In 1989, he established a captive breeding program for Hawaiian tree snails. In 1997, the last few individuals of the now extinct species, Achatinella apexfulva were collected. Unfortunately, the last remaining individual of this species, a 14 year old snail named "George" died on New Year's Day 2019.

====Pahole Natural Area Reserve====
In 1998, Hadfield urged the state of Hawai'i to build exclosures in the Pahole Natural Area Reserve. The exclosure helped to protect the remaining species of Achatinella by preventing predators such as the rat and the rosy wolf snail from entering the sensitive habitat.

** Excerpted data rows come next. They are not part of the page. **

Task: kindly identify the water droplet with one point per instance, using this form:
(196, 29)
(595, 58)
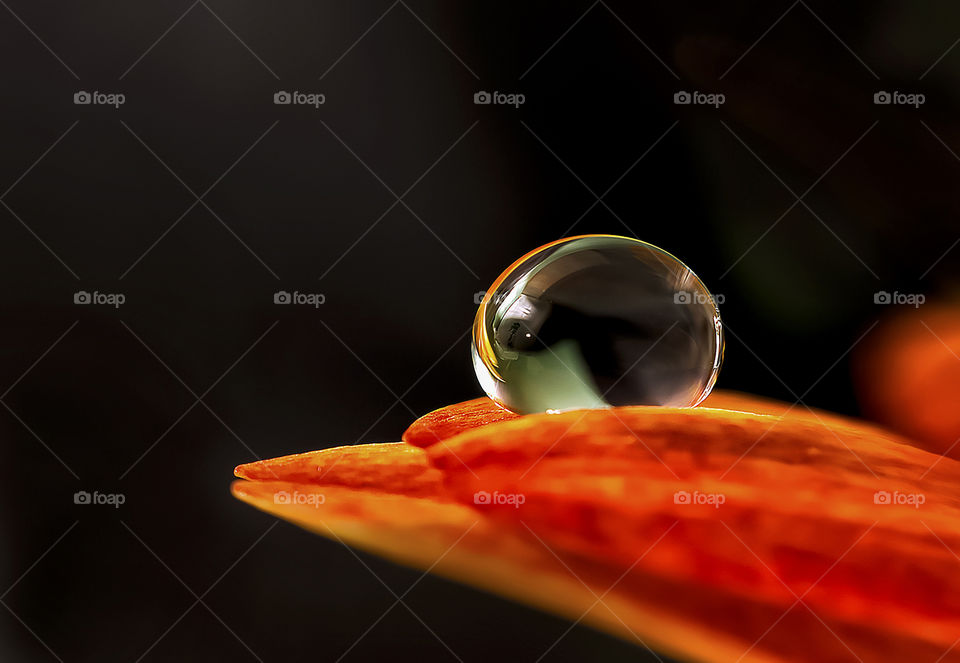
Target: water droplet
(593, 321)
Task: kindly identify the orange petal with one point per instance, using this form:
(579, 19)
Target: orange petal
(453, 419)
(599, 519)
(909, 376)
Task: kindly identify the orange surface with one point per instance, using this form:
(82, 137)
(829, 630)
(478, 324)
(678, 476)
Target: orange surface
(708, 534)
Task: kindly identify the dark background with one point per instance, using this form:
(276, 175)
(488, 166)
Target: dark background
(296, 198)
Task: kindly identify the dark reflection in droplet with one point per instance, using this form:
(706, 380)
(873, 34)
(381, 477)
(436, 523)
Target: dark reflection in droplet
(593, 321)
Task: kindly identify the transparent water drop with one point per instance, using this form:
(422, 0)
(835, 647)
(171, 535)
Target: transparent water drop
(594, 321)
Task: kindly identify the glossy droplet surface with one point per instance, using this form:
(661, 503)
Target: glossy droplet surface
(594, 321)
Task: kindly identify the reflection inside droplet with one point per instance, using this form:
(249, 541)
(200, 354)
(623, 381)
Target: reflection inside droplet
(593, 321)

=====Pagan Island tree snail survey=====
In 2010, Hadfield visited Pagan Island in the Mariana archipelago to perform a survey of the island for tree snails. The critically endangered species Partula gibba was of particular interest for this study. He became a vocal opponent of the US Navy's plan to establish a live-fire training range on the island of Pagan. He expressed concerns about the impacts on the biodiversity of the island that would be caused by live-fire training, and he noted that Pagan was inhabited by local people and considered to be their homeland. In 2013, Hadfield wrote an open letter opposing the US Navy' plans. On April 2, 2014, he led a talk titled "Environmental Issues of the Mariana Islands", which was held at the Kewalo Marine Laboratory, where he discussed the biodiversity of the island of Pagan and the live-fire training range plans of the U.S. Navy.

In 2022, Hadfield and other experts discussed the extinction crisis of the Hawaiian tree snails in an audio documentary. He emphasized the destructive impacts caused by invasive introduced predators like the rat, and the rosy wolf snail.

=====Established programs=====
Hadfield was a co-director for a National Science Foundation funded program, Environmental Biology for Pacific Islanders, which helped students focus on conservation of native species and species habitats through hands-on learning

===Awards and honors===
In 2014, Hadfield was the first recipient of the M. Patricia Morse Award for Excellence and Innovation in Science Education by the Society for Integrative and Comparative Biology.